JOHNSTON, J. The murder of a slave, appears to me, a crime of the most atrocious and barbarous nature; much more so than killing a person who is free, and on an equal footing. It is an evidence of a most depraved and cruel disposition, to murder one, so much in your power, that he is incapable of making resistance, even in his own defence . . . and had there been nothing in our acts of Assembly, I should not hesitate on this occasion to have pronounced sentence of death on the prisoner.ML/NJ. . . From the context, and taking every part of the section [of the act of 1791] under consideration, there remains no doubt in my mind respecting the intention of the Legislature; but the judges in this country . . . have laid down, and invariably adhered to, very strict rules in the construction of penal statutes in favor of life . . .
. . . judgment in this case should be arrested.
From my reading, Johnson is saying that killing a slave is very bad, and if it had been up to him, Boon would have been convicted.

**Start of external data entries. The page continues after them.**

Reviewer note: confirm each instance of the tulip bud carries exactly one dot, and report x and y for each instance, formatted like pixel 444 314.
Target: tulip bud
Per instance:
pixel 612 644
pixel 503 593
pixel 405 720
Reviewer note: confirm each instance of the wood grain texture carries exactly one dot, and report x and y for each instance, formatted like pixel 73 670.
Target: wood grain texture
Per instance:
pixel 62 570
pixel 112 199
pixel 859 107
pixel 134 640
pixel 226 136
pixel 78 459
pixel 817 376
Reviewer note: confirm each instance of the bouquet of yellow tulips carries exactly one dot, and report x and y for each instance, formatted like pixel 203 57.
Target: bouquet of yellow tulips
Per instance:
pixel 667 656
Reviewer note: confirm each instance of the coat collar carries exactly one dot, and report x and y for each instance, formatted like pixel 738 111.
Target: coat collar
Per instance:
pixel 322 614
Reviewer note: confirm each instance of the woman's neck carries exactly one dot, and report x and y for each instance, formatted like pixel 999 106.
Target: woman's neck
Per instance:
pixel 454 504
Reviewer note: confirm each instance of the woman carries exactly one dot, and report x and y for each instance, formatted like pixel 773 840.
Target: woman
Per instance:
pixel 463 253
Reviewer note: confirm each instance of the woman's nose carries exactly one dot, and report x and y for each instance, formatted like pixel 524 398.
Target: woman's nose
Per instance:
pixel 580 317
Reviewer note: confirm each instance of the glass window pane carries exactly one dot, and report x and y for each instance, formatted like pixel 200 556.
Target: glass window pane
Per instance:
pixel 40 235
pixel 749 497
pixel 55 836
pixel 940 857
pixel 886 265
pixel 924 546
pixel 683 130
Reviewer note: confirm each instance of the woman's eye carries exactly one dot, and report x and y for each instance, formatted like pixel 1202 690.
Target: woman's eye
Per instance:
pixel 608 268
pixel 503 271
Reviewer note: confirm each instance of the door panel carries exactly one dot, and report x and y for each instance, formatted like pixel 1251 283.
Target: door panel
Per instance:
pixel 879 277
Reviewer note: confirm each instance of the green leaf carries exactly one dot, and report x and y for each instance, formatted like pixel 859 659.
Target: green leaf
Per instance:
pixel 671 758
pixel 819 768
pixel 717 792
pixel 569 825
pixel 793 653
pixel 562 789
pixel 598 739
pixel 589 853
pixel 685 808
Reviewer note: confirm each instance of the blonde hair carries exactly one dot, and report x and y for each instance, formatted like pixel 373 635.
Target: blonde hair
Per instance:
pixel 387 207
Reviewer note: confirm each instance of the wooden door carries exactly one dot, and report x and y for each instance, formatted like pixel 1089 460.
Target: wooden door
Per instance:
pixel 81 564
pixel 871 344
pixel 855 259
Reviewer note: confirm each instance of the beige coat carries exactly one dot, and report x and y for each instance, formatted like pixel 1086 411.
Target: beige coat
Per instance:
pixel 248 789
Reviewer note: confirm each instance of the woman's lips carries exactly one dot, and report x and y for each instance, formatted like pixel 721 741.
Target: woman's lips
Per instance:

But the way the law had been written by the Assembly meant that his lower court conviction had to be overturned ("the judgement arrested").
That judges might have been purchased in this case doesn't seem to have occurred to you.
So you're suggesting that slave murder was technically illegal, but that slaveowner money and power corrupted the legal system and insured that the crime wasn't punished. A distinction without difference, it seems to me.